A subtle structural change that may play a role in the molecular machinery for making HIV-1 (the virus that causes AIDS) has been identified by scientists from the National Institute of Standards and Technology (NIST) and University of Maryland working at the Center for Advanced Research in Biotechnology (CARB). If confirmed in living cells, the mechanism, described in the Jan. 20 online edition of Proceedings of the National Academy of Sciences, might provide a new target for antiviral drugs.
The finding is among several to emerge recently from CARB's efforts to develop and validate sensitive tools for rapidly detecting and quantifying ribonucleic acid (RNA) interactions. RNA provides the genetic blueprint for retroviruses such as HIV-1. CARB scientists created a model system for tracking changes in an RNA structural element involved in forming HIV-1 viral particles.

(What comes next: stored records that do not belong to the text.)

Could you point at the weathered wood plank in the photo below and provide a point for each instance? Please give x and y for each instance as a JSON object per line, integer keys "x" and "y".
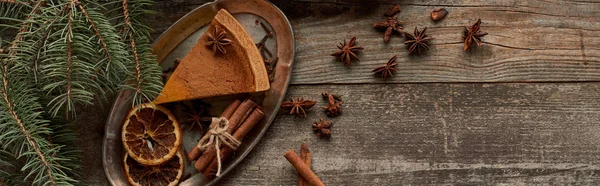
{"x": 529, "y": 40}
{"x": 440, "y": 134}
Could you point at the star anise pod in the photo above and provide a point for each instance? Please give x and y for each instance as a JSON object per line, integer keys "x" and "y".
{"x": 388, "y": 69}
{"x": 473, "y": 34}
{"x": 417, "y": 41}
{"x": 297, "y": 106}
{"x": 217, "y": 40}
{"x": 389, "y": 26}
{"x": 348, "y": 51}
{"x": 333, "y": 107}
{"x": 323, "y": 128}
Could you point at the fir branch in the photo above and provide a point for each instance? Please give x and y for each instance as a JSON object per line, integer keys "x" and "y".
{"x": 19, "y": 116}
{"x": 145, "y": 80}
{"x": 96, "y": 31}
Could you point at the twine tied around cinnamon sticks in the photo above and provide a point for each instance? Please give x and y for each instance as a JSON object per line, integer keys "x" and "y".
{"x": 217, "y": 135}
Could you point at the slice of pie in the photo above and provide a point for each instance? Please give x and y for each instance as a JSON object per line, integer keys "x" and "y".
{"x": 224, "y": 61}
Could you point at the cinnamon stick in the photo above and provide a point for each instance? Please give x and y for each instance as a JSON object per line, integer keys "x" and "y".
{"x": 302, "y": 168}
{"x": 227, "y": 113}
{"x": 239, "y": 134}
{"x": 236, "y": 119}
{"x": 306, "y": 158}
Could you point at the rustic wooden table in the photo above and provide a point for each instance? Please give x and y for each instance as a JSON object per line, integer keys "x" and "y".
{"x": 523, "y": 109}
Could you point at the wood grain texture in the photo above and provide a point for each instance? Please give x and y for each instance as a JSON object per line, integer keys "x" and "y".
{"x": 424, "y": 132}
{"x": 528, "y": 41}
{"x": 515, "y": 134}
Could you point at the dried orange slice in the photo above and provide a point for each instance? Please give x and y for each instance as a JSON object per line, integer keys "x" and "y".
{"x": 167, "y": 173}
{"x": 151, "y": 134}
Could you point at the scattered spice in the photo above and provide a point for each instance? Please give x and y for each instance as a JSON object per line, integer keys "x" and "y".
{"x": 323, "y": 128}
{"x": 393, "y": 10}
{"x": 438, "y": 14}
{"x": 333, "y": 107}
{"x": 417, "y": 41}
{"x": 388, "y": 69}
{"x": 348, "y": 51}
{"x": 390, "y": 25}
{"x": 297, "y": 106}
{"x": 473, "y": 34}
{"x": 217, "y": 40}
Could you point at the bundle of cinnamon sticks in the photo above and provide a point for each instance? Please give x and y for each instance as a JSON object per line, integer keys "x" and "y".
{"x": 242, "y": 116}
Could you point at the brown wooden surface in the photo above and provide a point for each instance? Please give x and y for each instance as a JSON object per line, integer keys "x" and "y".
{"x": 461, "y": 119}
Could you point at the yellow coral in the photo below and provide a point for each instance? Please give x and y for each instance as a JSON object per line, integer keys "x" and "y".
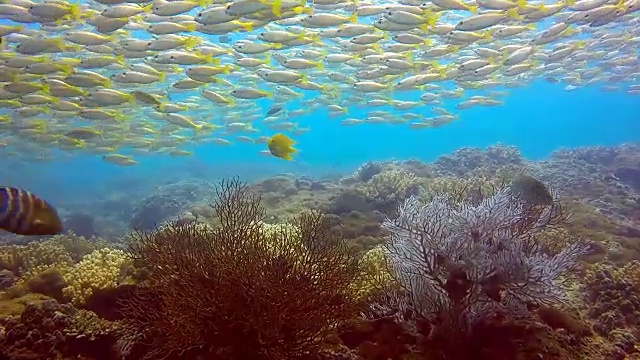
{"x": 458, "y": 186}
{"x": 101, "y": 269}
{"x": 87, "y": 324}
{"x": 390, "y": 187}
{"x": 60, "y": 252}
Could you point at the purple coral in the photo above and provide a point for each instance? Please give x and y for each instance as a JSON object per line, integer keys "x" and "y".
{"x": 461, "y": 262}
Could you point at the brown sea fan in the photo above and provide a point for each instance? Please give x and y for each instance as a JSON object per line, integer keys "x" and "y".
{"x": 236, "y": 291}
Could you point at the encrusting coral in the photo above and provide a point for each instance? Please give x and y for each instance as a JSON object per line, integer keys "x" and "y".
{"x": 613, "y": 296}
{"x": 102, "y": 269}
{"x": 49, "y": 330}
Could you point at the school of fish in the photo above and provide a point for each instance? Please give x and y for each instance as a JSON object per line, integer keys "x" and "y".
{"x": 105, "y": 76}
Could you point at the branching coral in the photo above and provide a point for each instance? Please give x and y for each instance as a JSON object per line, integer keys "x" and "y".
{"x": 54, "y": 331}
{"x": 236, "y": 291}
{"x": 461, "y": 262}
{"x": 102, "y": 269}
{"x": 376, "y": 277}
{"x": 457, "y": 187}
{"x": 613, "y": 296}
{"x": 388, "y": 188}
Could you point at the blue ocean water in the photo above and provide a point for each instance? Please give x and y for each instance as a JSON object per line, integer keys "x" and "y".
{"x": 538, "y": 119}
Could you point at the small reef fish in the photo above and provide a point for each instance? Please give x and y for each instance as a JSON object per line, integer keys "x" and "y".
{"x": 281, "y": 146}
{"x": 23, "y": 213}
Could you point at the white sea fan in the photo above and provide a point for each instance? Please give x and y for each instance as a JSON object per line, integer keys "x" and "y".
{"x": 468, "y": 260}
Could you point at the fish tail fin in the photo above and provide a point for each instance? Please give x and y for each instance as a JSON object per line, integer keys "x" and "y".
{"x": 246, "y": 25}
{"x": 191, "y": 42}
{"x": 514, "y": 14}
{"x": 75, "y": 11}
{"x": 276, "y": 8}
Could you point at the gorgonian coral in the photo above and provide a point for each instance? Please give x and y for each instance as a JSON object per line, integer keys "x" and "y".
{"x": 461, "y": 261}
{"x": 238, "y": 291}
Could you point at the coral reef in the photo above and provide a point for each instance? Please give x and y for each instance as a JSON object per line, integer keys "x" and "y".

As new HIV-1 viruses form and mature into infectious particles, two strands of RNA interact through a transient structure called a "molecular kiss." This structure is then packaged into new virus particles, which undergo further maturation after release from the infected cell. CARB scientists found that specific sites in the "kissing" structure acquire a proton (a positively charged particle) at a pH close to that of living cells. The proton's presence alters the RNA structure and accelerates its refolding by a protein associated with viral maturation. Taken together, these observations suggest that such a mechanism might be at work during viral infection.
To track RNA binding and folding in real-time, the CARB scientists developed fluorescent markers as substitutes for pieces of the RNA. By monitoring changes in the fluorescent signal, the scientists could follow these reactions. The scientists also used nuclear magnetic resonance to identify the sites in the RNA that acquire the proton and to characterize the resulting conformational changes.